Nuclear Nonsense: Trump, Putin Both Seek More Nukes

December 22nd, 2016 - by admin

Jason Ditz / Antiwar.com & The Washington Post – 2016-12-22 21:14:28

Trump, Putin Both Seek More Nukes

Trump Vows to Keep Getting Nukes
Until World ‘Comes to Its Senses’

Jason Ditz / Antiwar.com

(December 22, 2016) — The two largest nuclear powers on the planet, the United States and Russia have enough nuclear weapons to effectively end human civilization. Russian President Vladimir Putin and US President-elect Donald Trump both agree that’s not nearly enough.

Putin presented the effort as a need to adapt to changes in the world, and to ensure that Russia retains the ability to “neutralize threats” and can reliably penetrate future missile defense systems with their massive nuclear arsenal.

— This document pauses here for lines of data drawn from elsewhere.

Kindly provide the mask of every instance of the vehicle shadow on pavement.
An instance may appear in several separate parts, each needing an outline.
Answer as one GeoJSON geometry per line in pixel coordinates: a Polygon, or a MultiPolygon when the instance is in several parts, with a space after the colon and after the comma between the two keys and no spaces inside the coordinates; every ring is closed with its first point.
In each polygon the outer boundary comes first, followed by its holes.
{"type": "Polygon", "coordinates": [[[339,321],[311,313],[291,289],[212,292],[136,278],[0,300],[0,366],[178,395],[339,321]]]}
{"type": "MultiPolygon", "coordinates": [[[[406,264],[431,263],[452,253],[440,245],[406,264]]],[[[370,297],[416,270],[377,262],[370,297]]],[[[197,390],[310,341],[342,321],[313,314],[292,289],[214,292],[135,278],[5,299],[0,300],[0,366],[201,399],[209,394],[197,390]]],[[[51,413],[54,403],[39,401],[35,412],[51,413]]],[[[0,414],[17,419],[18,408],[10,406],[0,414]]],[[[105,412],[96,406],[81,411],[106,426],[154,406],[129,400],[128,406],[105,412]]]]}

Trump’s comments were a lot less specific, saying that the US needs to “greatly strengthen and expand” their nuclear weapons capability, adding that he’d just keep expanding the American arsenal “until the world comes to its senses regarding nukes.”

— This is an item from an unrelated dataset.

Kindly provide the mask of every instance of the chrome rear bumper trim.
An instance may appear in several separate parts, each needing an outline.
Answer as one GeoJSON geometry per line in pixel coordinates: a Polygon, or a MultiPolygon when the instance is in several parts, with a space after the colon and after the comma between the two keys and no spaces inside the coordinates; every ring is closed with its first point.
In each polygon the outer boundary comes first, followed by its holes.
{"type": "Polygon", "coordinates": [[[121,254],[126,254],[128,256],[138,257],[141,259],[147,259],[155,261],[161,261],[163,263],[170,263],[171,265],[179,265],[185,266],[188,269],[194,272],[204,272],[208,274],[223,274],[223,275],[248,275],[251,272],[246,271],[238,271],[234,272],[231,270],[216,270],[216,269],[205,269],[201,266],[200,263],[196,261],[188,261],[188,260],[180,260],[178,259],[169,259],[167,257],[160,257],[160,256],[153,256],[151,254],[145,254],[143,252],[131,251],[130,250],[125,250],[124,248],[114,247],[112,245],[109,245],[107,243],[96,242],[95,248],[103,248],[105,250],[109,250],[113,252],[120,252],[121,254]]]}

The New START Treaty intends to limit the number of nuclear weapons both the US and Russia are deploying at any given time, and with both Russia and the US are currently on track to meet the goals of that treaty, it doesn’t seem to be the general trend in the future.

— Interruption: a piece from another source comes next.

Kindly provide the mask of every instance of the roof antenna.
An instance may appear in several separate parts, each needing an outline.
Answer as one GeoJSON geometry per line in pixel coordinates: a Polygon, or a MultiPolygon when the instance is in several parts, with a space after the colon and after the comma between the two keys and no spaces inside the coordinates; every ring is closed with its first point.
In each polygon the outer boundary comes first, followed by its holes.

Estimates on the cost of the US “modernization” scheme for its nuclear arsenal are that it will be in excess of $1 trillion. These figures have steadily risen in recent years, and doesn’t factor in the “expansion” of arsenal Trump is talking about on top of the modernization.

US hawks have argued that the massive arsenal they already have been sitting on for decades is old and therefore some of the bombs might not work, though given the nature of a full-scale nuclear war and arsenals capable of wiping out the species several times over, being down to 80% or 90% of the warheads detonating doesn’t realistically change the result.

Still, both nations virtually bankrupted themselves during the Cold War building these huge caches of weapons, and the massive amount of money being thrown around on such projects is the sort of thing officials salivate about, meaning practical needs ends up beside the point.


Donald Trump Wants to ‘Greatly Strengthen and Expand’
US Nuclear Capability, A Radical Break from US Foreign Policy

The Washington Post

(December 23, 2016) — US President-elect Donald Trump has called for the country to expand its nuclear weapons capabilities until the world “comes to its senses” — a signal he may support costly efforts to modernise the aging US nuclear arsenal.

It was not clear what prompted his comment.

However, earlier on Thursday, Russian President Vladimir Putin said that Russia needed to “strengthen the military potential of strategic nuclear forces.”

Asked about the tweet, a spokesman said later Trump was “referring to the threat of nuclear proliferation and the critical need to prevent it — particularly to and among terrorist organisations and unstable and rogue regimes.”

Trump also has “emphasised the need to improve and modernise our deterrent capability as a vital way to pursue peace through strength,” spokesman Jason Miller said.

During the next decade, US ballistic missile submarines, bombers, and land-based missiles — the three legs of the nuclear triad — are expected to reach the end of their useful lives. Maintaining and modernising the arsenal is expected to cost at about US$1 trillion dollars over 30 years, according to independent estimates.

Putin, who has said that Trump has confirmed to him he is willing to mend ties between the two countries, spoke on Thursday of the need to enhance the country’s nuclear arsenal.

“We need to strengthen the military potential of strategic nuclear forces, especially with missile complexes that can reliably penetrate any existing and prospective missile defence systems,” he said in a speech in Moscow.

Trump’s suggestion would reverse a long-standing policy under both Republican and Democratic presidents to reduce the number and the role of nuclear weapons, said Daryl Kimball, executive director of the Arms Control Association. Russia and before it, the Soviet Union, hold a similar policy.

Since President George HW Bush’s administration, it has been US policy not to build new nuclear warheads. Under President Barack Obama, the policy has been not to pursue warheads with new military capabilities.

“If Donald Trump is concerned about the rising costs of the F-35, he will be shocked by the skyrocketing costs of the current plan to modernising the US nuclear arsenal,” Kimball said. “Trump and his people need to explain the basis of his cryptic tweet. What does he mean by expand, and at what cost?”

Trump, who won election on November 8 and takes office on January 20, campaigned on a platform of building up the US military, but also pledged to cut taxes and control federal spending.

Trump met on Wednesday with a dozen Pentagon officials involved with defense acquisition programs, as well as the chief executives of Lockheed Martin Corp and Boeing Co, the country’s two largest defence contractors.

Trump said he talked with the CEOs about lowering costs for two high-profile programmes: Lockheed Martin’s F-35 fighter jets and Boeing’s replacement 744-8s for the presidential Air Force One plane.